Assessment of Tumoricidal Efficacy and Response to Treatment with 18F-FDG PET/CT After Intraarterial Infusion with the Antiglycolytic Agent 3-Bromopyruvate in the VX2 Model of Liver Tumor

The fundamental knowledge that cancer cells frequently exhibit enhanced glycolysis to meet their energy needs, even under aerobic conditions, is known as the Warburg effect (1,2). Although the underlying and regulatory mechanisms responsible for this effect are complicated and not yet fully explored, the metabolic consequences appear to be similar; cancer cells shift their means of energy production toward increased glycolysis for adaptation and survival (3,4). 18F-FDG PET traces the tissue concentrations of 18F, which are directly related to the glucose metabolic rate, as most intratumoral 18F is in the form of FDG-6-phosphate and is thus a noninvasive indicator of the Warburg phenomenon and of tumor glucose use (5). 18F-FDG is a glucose analog that is preferentially trapped in fast-metabolizing cells, such as cancer cells, in the form of FDG-6-phosphate.
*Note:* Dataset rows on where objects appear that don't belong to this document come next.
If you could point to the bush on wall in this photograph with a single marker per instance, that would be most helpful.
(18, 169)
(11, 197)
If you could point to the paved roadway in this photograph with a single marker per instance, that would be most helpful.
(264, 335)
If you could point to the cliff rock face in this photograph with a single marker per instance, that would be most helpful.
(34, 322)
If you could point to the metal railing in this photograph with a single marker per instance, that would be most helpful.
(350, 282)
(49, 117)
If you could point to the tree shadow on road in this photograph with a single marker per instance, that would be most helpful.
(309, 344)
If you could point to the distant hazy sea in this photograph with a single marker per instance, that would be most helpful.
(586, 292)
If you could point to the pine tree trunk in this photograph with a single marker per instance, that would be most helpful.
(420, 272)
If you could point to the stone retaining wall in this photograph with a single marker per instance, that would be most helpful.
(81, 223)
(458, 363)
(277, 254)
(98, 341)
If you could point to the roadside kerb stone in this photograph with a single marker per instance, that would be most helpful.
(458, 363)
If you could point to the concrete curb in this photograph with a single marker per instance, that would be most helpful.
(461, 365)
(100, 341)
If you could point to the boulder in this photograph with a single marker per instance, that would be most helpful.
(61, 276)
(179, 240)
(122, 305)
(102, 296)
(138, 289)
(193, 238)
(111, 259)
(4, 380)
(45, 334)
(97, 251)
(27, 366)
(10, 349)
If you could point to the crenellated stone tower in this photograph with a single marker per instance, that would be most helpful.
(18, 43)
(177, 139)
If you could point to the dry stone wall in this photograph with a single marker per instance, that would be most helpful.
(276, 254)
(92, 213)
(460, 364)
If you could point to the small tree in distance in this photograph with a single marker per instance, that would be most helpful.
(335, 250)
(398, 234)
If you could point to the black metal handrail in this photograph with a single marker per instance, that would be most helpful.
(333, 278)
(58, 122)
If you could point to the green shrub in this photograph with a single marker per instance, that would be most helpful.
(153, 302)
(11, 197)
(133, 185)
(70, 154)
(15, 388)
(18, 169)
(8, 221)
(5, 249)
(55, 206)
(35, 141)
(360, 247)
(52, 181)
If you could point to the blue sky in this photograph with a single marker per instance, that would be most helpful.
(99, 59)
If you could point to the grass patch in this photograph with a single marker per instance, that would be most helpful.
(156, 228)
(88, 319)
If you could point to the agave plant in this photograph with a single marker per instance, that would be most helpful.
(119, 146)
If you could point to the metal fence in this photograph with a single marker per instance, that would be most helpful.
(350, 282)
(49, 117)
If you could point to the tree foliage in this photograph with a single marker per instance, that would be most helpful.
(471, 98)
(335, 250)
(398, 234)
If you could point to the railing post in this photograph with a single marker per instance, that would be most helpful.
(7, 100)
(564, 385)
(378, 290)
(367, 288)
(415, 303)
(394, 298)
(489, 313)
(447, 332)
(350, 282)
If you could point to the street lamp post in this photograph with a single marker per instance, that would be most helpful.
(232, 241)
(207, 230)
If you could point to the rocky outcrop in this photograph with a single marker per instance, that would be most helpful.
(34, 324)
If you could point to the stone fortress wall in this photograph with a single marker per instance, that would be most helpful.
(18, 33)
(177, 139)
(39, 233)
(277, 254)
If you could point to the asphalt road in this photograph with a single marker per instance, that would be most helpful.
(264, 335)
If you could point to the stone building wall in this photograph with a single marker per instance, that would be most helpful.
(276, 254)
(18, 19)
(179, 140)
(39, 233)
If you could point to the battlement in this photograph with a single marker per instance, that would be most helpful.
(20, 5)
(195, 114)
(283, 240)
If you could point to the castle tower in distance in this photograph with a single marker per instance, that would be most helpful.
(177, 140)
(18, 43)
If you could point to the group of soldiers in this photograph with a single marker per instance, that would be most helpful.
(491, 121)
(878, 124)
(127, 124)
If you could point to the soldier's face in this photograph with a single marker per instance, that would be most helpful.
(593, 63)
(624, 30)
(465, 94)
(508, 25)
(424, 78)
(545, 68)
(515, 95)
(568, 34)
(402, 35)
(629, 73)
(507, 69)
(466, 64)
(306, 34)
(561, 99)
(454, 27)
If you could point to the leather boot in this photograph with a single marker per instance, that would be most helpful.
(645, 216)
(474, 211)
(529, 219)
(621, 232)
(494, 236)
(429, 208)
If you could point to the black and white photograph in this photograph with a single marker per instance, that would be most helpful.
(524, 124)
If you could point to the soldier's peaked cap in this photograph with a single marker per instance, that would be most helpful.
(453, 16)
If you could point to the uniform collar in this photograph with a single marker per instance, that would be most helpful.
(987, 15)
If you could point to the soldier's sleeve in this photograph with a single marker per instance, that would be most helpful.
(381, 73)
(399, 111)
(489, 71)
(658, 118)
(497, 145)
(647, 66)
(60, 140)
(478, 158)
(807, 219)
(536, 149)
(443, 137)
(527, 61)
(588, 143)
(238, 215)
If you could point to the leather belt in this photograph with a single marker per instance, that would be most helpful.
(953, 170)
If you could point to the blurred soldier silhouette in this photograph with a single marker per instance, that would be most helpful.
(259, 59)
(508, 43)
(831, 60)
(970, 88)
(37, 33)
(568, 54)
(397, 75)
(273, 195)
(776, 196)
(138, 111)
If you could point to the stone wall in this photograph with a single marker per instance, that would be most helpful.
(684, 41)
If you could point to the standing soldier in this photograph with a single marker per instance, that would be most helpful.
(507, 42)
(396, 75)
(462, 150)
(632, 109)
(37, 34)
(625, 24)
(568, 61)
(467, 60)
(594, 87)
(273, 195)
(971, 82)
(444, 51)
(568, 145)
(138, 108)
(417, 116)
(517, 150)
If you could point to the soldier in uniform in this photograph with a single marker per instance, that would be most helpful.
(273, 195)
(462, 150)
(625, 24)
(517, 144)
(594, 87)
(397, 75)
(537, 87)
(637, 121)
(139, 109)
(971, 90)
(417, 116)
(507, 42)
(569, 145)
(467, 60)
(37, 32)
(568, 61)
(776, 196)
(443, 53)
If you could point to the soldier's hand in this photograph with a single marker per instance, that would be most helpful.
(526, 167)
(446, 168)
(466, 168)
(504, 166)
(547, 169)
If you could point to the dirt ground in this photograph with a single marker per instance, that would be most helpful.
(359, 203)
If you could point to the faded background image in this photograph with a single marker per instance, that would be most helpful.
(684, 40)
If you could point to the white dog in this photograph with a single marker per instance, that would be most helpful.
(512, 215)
Increased 18F-FDG uptake has been noted in many types of tumor xenografts (6). In recent years, 18F-FDG PET has become increasingly important in cancer management and is now routinely used in the diagnosis and staging of many malignancies as well as in the evaluation of the response to treatment (7). Not surprisingly, the Warburg effect also provides an important biochemical basis for the design of anticancer therapeutic strategies and new anticancer agents. 3-bromo-pyruvate (3-BrPA) belongs to a new class of anticancer drugs blocking glycolytic tumor metabolism and has shown promising results when injected intraarterially in the VX2 tumor model of liver cancer (8,9). In this report, we used the VX2 liver tumor model to determine the tumoricidal effects of 3-BrPA over time and monitor changes in tumor metabolism and tumor response to treatment with 18F-FDG PET. We have previously shown that this moderate-sized rabbit tumor model is well imaged using modern clinical PET/CT capabilities (10). We further sought to determine whether metabolic imaging response to treatment correlates with histopathologic tumor necrosis.